My publicist, Amanda, recently sent me a note about this cool pet site. So if you love Frenchies-like my friend, Michael Campbell, owner of Doggie Styles in Beverly Hills- or are just a social conscious dog owner, check out Their Good Karma leashes and collars and tees are just really cool. Think I'll be ordering one today.

To Parody or Piss on

A Las Vegas company called Haute Diggity Dog markets pet toys and trinkets, parodying famous brands in the process. Among the line of products at Haute Diggity is “Sniffany & Co., Chewnel #5” and “Jimmy Chew.” Now a judge has ruled that the company can also keep producing Chewy Vuiton dog beds and chew toys, despite a complaint by Louis Vuitton Malletier, also known as LVM. In his ruling, the judge—apparently a dog lover, or at least someone with a good sense of humor—noted, “This dog of a case gave the court a great amount of facts to chew upon and applicable law to sniff out. Nonetheless, having thoroughly gnawed through the record, this Court finds that no material dispute of the fact remains…” Looks like LVM was barking up the wrong tree!

Dog Biscuits For College

Mahaopac, New York resident, Cathy B. wrote to me to let me know that her 13 year old son makes his own homemade dog biscuits. The cookies are made with whole wheat flour, oats, wheat germ, eggs, milk and other natural ingredients. He has sold at fairs as well as at local pet stores. Her son, Chris, is working towards earning his college education. Just a word of advice Cathy: In your sales and marketing approach, let people know that dogs love Chris's cookies.

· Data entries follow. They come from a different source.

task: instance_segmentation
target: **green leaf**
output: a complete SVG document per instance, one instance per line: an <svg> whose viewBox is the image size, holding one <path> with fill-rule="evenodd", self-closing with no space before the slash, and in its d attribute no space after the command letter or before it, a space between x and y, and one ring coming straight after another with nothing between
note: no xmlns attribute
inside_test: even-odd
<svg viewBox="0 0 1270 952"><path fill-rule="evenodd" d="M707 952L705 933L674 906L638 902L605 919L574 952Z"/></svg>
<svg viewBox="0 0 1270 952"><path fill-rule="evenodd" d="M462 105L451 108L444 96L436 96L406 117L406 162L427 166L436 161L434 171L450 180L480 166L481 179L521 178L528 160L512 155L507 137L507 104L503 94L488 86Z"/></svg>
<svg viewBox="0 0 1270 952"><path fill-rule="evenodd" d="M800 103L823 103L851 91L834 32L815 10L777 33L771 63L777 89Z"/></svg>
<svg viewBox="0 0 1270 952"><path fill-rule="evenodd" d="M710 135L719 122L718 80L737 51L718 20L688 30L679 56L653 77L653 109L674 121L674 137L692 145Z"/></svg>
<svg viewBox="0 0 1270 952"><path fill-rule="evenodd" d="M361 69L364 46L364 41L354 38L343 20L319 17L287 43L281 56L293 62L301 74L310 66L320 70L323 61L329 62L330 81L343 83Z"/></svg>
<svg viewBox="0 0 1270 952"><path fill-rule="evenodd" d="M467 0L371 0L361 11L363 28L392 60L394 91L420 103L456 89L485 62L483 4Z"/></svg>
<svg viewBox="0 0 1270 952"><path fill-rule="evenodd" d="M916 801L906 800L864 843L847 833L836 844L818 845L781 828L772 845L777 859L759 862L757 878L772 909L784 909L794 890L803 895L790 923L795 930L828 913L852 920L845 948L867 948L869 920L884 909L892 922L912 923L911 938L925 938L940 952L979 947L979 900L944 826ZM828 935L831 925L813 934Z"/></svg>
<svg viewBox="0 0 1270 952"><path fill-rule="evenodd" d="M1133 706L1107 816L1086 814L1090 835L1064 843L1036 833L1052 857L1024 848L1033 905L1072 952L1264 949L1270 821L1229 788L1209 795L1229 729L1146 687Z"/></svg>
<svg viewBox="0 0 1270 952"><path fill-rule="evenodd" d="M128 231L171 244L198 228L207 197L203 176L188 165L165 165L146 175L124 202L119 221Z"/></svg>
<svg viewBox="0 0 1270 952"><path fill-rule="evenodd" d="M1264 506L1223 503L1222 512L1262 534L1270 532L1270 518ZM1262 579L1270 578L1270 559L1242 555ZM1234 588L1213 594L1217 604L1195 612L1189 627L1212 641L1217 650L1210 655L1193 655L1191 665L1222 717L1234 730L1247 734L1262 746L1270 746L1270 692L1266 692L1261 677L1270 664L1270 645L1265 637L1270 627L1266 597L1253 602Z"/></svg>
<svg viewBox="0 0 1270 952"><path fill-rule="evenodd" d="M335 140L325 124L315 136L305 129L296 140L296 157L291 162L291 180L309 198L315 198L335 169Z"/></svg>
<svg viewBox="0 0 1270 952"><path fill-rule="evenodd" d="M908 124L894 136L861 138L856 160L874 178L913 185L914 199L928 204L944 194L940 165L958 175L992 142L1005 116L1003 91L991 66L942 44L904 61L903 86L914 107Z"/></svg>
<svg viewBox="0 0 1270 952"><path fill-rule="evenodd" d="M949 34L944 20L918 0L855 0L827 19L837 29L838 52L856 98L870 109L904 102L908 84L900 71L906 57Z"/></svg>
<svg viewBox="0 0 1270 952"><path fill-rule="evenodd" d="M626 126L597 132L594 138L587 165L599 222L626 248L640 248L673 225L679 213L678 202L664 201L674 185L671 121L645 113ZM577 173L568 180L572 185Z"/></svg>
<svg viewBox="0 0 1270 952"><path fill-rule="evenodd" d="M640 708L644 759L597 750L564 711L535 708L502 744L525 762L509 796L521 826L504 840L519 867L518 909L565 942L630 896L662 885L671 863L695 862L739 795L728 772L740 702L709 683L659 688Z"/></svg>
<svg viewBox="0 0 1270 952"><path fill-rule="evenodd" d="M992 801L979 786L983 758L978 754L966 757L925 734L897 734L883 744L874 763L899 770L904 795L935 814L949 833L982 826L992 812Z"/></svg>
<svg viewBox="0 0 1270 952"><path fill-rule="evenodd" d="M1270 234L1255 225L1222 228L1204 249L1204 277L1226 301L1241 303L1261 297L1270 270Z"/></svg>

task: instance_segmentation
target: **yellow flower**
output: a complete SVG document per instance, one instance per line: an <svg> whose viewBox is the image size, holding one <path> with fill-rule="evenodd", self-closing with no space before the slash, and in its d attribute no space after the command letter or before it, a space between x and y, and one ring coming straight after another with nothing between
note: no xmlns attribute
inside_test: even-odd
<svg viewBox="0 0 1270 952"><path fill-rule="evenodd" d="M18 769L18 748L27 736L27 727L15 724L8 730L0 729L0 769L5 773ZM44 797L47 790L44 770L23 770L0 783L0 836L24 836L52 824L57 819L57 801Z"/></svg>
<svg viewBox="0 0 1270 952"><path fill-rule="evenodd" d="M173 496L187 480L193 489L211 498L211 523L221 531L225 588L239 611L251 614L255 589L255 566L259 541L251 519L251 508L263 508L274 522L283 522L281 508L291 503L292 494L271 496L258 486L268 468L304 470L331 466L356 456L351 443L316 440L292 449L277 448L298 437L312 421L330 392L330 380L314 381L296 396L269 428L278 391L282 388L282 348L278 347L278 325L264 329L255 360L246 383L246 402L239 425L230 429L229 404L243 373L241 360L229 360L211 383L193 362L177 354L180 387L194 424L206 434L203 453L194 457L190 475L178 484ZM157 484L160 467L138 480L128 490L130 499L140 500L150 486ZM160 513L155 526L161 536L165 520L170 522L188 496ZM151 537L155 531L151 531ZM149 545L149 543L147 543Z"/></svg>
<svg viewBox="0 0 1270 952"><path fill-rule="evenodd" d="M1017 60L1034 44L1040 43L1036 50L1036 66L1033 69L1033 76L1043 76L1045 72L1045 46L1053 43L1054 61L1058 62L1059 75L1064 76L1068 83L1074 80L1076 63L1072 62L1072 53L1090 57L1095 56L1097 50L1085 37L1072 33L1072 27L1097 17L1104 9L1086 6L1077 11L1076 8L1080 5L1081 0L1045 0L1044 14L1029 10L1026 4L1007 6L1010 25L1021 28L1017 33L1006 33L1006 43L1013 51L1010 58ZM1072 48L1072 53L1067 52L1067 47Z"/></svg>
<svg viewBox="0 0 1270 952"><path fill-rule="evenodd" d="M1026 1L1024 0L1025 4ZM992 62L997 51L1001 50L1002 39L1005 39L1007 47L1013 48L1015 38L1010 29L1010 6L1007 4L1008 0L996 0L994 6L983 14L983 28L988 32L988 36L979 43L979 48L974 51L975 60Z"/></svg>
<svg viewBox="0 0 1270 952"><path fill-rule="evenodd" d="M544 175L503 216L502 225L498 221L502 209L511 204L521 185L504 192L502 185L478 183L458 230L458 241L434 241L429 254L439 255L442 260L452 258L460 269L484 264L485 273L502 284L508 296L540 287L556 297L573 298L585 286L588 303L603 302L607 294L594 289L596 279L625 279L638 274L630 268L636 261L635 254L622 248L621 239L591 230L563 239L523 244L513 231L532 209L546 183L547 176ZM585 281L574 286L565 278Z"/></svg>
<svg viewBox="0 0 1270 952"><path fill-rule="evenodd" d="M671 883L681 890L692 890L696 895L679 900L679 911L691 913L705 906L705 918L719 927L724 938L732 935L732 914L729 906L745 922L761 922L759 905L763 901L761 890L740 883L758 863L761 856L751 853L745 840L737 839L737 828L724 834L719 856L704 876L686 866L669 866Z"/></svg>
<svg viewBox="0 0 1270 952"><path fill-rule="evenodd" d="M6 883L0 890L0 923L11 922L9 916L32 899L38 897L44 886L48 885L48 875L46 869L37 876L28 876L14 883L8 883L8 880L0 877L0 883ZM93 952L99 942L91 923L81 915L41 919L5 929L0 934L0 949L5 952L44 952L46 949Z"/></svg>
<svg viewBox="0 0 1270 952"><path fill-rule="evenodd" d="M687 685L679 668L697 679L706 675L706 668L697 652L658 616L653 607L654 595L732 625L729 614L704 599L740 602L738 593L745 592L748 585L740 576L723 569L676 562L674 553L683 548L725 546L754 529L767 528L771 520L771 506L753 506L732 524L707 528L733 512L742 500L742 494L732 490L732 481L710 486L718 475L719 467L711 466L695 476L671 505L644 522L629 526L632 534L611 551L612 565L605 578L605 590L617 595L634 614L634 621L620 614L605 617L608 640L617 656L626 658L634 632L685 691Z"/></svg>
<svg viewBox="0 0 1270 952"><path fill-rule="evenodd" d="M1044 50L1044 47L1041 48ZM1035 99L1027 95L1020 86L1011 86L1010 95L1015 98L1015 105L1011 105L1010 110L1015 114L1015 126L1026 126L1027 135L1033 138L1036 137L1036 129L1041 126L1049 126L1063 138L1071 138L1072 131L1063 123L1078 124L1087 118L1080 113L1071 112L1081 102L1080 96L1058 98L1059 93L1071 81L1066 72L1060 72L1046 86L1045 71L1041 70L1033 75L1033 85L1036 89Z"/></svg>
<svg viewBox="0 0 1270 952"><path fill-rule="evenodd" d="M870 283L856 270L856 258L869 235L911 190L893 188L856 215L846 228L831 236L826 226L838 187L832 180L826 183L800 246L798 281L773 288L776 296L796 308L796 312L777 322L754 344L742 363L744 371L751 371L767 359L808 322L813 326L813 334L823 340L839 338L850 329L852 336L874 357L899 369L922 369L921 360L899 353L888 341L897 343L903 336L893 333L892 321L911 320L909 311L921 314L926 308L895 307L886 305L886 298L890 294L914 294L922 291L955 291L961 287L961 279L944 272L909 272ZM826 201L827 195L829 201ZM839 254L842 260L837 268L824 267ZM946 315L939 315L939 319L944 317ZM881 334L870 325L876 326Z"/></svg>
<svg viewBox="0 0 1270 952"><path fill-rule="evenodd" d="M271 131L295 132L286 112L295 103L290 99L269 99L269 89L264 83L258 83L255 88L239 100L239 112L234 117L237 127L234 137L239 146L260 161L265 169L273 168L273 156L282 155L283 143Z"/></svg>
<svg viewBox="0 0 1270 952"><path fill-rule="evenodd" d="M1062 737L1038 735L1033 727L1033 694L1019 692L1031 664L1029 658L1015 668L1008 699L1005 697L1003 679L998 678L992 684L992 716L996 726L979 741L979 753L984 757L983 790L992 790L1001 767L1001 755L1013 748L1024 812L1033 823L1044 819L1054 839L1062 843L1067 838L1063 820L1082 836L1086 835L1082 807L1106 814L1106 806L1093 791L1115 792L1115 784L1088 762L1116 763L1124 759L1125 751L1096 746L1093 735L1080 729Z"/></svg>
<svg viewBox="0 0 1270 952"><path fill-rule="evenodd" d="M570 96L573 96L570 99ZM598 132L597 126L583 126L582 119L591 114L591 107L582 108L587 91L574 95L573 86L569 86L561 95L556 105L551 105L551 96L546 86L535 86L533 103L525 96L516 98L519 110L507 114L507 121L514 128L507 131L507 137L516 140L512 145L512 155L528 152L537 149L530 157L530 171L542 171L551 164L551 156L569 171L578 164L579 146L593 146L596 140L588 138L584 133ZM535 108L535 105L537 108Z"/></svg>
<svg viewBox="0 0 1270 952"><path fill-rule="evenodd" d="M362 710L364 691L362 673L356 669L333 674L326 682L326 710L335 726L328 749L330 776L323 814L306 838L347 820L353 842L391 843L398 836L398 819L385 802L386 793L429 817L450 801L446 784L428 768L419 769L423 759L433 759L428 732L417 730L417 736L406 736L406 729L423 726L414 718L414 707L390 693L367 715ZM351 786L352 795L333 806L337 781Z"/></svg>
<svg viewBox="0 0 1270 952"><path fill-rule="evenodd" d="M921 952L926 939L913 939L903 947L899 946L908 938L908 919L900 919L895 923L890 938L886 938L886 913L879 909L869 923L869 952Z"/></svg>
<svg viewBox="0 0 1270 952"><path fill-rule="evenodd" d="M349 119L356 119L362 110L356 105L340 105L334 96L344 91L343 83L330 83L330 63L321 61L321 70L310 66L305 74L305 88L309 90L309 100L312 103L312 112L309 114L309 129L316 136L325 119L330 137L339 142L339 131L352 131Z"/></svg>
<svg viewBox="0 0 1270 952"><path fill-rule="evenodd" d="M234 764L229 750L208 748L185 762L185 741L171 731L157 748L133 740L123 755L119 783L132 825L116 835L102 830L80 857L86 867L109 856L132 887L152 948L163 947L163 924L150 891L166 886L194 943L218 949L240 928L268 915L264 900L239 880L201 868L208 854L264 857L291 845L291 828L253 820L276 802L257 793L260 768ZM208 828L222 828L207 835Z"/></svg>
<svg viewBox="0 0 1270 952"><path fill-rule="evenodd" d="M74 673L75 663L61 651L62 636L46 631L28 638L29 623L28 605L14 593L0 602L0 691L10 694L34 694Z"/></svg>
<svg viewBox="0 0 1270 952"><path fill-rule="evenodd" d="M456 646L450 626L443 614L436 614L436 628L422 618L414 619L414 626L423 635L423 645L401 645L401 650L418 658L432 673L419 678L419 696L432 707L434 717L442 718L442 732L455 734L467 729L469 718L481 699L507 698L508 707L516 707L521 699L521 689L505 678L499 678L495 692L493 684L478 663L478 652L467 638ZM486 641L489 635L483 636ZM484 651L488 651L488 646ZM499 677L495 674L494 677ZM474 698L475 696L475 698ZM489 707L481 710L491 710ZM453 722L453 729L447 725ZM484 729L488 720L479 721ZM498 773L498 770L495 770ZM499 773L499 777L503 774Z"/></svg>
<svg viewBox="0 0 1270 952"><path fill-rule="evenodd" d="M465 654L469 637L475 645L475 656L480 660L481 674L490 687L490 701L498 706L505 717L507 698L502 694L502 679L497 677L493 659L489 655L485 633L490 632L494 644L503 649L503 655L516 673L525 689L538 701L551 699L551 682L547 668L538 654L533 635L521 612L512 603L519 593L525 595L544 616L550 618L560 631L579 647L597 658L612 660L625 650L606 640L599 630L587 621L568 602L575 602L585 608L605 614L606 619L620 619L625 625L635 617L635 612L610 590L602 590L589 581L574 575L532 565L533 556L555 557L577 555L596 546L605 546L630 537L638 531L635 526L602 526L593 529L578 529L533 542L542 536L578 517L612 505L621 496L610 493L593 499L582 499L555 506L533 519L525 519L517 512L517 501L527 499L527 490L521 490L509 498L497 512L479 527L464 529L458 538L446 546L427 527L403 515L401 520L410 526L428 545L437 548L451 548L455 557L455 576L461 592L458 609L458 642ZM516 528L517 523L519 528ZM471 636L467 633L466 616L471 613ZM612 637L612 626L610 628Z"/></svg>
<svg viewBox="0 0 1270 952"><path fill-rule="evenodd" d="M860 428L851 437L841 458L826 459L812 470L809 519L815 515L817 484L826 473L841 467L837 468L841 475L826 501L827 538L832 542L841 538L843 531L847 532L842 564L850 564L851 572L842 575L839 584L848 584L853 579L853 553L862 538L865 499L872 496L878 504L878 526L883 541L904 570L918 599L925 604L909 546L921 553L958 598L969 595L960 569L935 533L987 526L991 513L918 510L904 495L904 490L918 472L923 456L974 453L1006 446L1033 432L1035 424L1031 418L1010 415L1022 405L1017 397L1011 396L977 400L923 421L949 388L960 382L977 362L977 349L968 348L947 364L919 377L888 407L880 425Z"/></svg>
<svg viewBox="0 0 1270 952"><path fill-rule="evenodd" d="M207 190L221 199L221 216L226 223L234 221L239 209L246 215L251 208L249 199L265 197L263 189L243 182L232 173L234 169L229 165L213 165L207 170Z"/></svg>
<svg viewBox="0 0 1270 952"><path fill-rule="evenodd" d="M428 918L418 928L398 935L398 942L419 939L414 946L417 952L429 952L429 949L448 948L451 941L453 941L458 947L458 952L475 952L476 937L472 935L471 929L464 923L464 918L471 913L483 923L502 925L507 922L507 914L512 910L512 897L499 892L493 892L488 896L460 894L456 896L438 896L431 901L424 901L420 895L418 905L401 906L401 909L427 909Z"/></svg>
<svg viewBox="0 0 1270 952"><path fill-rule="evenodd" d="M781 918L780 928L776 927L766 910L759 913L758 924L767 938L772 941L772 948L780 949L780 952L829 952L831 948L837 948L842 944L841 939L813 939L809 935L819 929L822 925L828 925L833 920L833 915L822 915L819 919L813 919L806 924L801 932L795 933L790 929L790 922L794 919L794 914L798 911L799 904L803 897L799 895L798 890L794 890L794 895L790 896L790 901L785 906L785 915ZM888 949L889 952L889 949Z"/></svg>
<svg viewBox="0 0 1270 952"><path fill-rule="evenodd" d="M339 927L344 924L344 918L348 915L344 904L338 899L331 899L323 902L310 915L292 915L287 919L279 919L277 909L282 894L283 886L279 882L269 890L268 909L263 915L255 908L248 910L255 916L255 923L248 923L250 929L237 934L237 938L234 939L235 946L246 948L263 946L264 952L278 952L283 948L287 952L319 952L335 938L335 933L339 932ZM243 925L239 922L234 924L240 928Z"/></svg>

Wednesday, December 06, 2006

Holiday Pet Tips and other boring press releases

So, this week, I got a lot of press releases and most of them were boring. BORING. And very Boring. Puppy Hugger sent out a press release that was way, way, way too much language and not enough important content. Okay, so they launched a new website. BFD. What else have they done for pets and the industry lately? Next, Midnight Pass joined the APPMA. I like Brad W. He'd cool. He is like the mad professor of the pet industy always distributing kick-ass stuff for the industry and talking a mile a minute when he gets excited about his new products. High snaps for Brad W. The release listed his Company's accomplishments. Okay. At least, it was substantial listing. And lastly, I got a press release today about holiday pet tips.. What the Fuk. I got a Cancer Treatment Hospital in New York City talking about tips that the average Joe newscaster can write about and report on the news. Get some new pr people. This stuff is important but has seriously been posted everywhere for the last 5 years ago. I will say that of all the tips they provided I did like one that I want to share with you.....especially if you are a bread baker. So if you are baking bread or rolls and not those lame ass crescents like in the tv commercials, take heed from NYC Veterinary Specialists and their most unique tip.

"Bread Dough/Yeast -- Dogs may sneak some bread dough meant for holiday treats. In the process of rising, the dough expands in the stomach and the yeast produces ethanol. This can lead to severe problems including alcohol poisoning, stomach distension and potential torsion."

Oh, yeh and the on another note...the hospital is located across from Alvin Ailey Dance Theatre.

Yahoo Shopping Has New Pet Blogger

Yahoo! Shopping has a new pet blogger for the holidays, and it's me. This holiday season, I recommend buying your dog, cat and/or bird pet toys. Toys are great because they are fun for your pets but they can also provide hours of mental and physical stimulation.